Tanah dalam Pembangunan Tol Semarang-Solo (Ruas Jalan Bawen-Salatiga)”.

B. Identifikasi Masalah

Berdasarkan latar belakang diatas, dapat diidentifikasikan beberapa

masalah, yakni :

1. Terbatasnya lahan Negara sehingga dilakukan pengadaan tanah guna

melaksanakan pembangunan.

2. Besarnya ganti rugi dalam pengadaan tanah di sekitar Jalan Tol Kota

Salatiga yang masih belum sesuai dengan harga pasar.


7

3. Susahnya mencapai mufakat antara pemilik hak tanah dengan petugas

Panitia Pengadaan Tanah dalam menetapkan besarnya ganti rugi.

C. Pembatasan Masalah

Berdasarkan identifikasi masalah diatas, terdapat beberapa masalah yang

bisa diteliti. Namun peneliti membatasi dalam melakukan penelitian karena

beberapa keterbatasan. Dalam hal ini peneliti melakukan penelitian mengenai

proses pelaksanaan pengadaan tanah, serta hambatan dan upaya dalam

pengadaan tanah dalam rangka pembangunan Jalan Tol Semarang-Solo kota

Salatiga. Penelitian dilakukan di wilayah kota Salatiga pada bulan Januari 2014

– April 2014.

D. Rumusan Masalah

Berdasarkan uraian batasan masalah diatas, maka rumusan masalah yang

diajukan adalah sebagai berikut :

1. Bagaimana proses pelaksanaan pengadaan tanah untuk pembangunan

Jalan Tol Semarang-Solo ruas Jalan Bawen-Salatiga?

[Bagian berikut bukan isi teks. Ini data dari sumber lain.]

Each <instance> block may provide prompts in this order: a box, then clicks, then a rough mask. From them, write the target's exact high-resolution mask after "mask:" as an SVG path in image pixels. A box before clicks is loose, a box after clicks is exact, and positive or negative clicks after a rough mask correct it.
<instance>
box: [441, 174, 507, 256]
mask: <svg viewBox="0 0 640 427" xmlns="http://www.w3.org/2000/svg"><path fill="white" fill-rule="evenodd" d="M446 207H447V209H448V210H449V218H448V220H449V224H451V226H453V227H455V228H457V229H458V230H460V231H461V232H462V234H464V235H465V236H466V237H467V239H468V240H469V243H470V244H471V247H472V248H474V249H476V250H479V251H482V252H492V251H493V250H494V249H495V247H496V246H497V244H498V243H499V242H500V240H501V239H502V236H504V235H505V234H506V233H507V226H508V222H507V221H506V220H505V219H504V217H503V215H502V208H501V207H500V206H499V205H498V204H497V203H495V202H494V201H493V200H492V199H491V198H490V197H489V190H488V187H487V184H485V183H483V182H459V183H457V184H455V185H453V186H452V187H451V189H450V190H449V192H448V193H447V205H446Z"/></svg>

2. Faktor-faktor apa saja yang menjadi hambatan dalam pelaksanaan

pengadaan tanah dan bagaimana upaya mengatasi hambatan tersebut?

E. Tujuan Penelitian

Sesuai dengan permasalahan yang dirumuskan, maka peneltian ini

bertujuan :

1. Untuk mengetahui proses pelaksanaan pengadaan tanah untuk

pembangunan Jalan Tol Semarang-Solo ruas Jalan Bawen-Salatiga.


8

2. Untuk mengetahui hambatan dalam pelaksanaan pengadaan tanah dan

upaya mengatasi hambatan pelaksanaan pengadaan tanah untuk

pembangunan Jalan Tol Semarang-Solo ruas Jalan Bawen-Salatiga.

F. Manfaat Penelitian

Penelitian mengenai pengadaan tanah dalam pembangunan kepentingan

umum ini diharapkan memberikan gambaran yang jelas dan bermanfaat bila

dilihat dari teoritis maupun praktis, yakni:

1. Manfaat secara teoritis

Agar dapat memberikan manfaat dan kontribusi bagi ilmu pengetahuan

khususnya Ilmu Administrasi Negara yang berkaitan dengan pengadaan

tanah untuk kepentingan umum sesuai dengan prinsip penggunaan tanah.

2. Manfaat secara praktis

a. Bagi Peneliti

Penelitian ini sebagai persyaratan tugas akhir dan dengan penelitian

ini, peneliti dapat menerapkan ilmu-ilmu yang sudah dipelajari

sebelumnya kedalam suatu permasalahan yang nyata sehingga

bermanfaat bagi peneliti dalam mengembangkan wawasan.

b. Bagi Pemerintah

Penelitian ini diharapkan dapat menjadi masukan maupun koreksi bagi

pemerintah daerah, agar mampu melaksanakan kebijakan pengadaan

tanah sesuai dengan ketentuan/ kebijakan yang ada.

c. Bagi Masyarakat
9

Agar dapat memberikan gambaran dan informasi kepada masyarakat

tentang pelaksanaan pengadaan tanah untuk kepentingan umum dalam

pembangunan Jalan Tol Semarang-Solo ruas Jalan Bawen-Salatiga.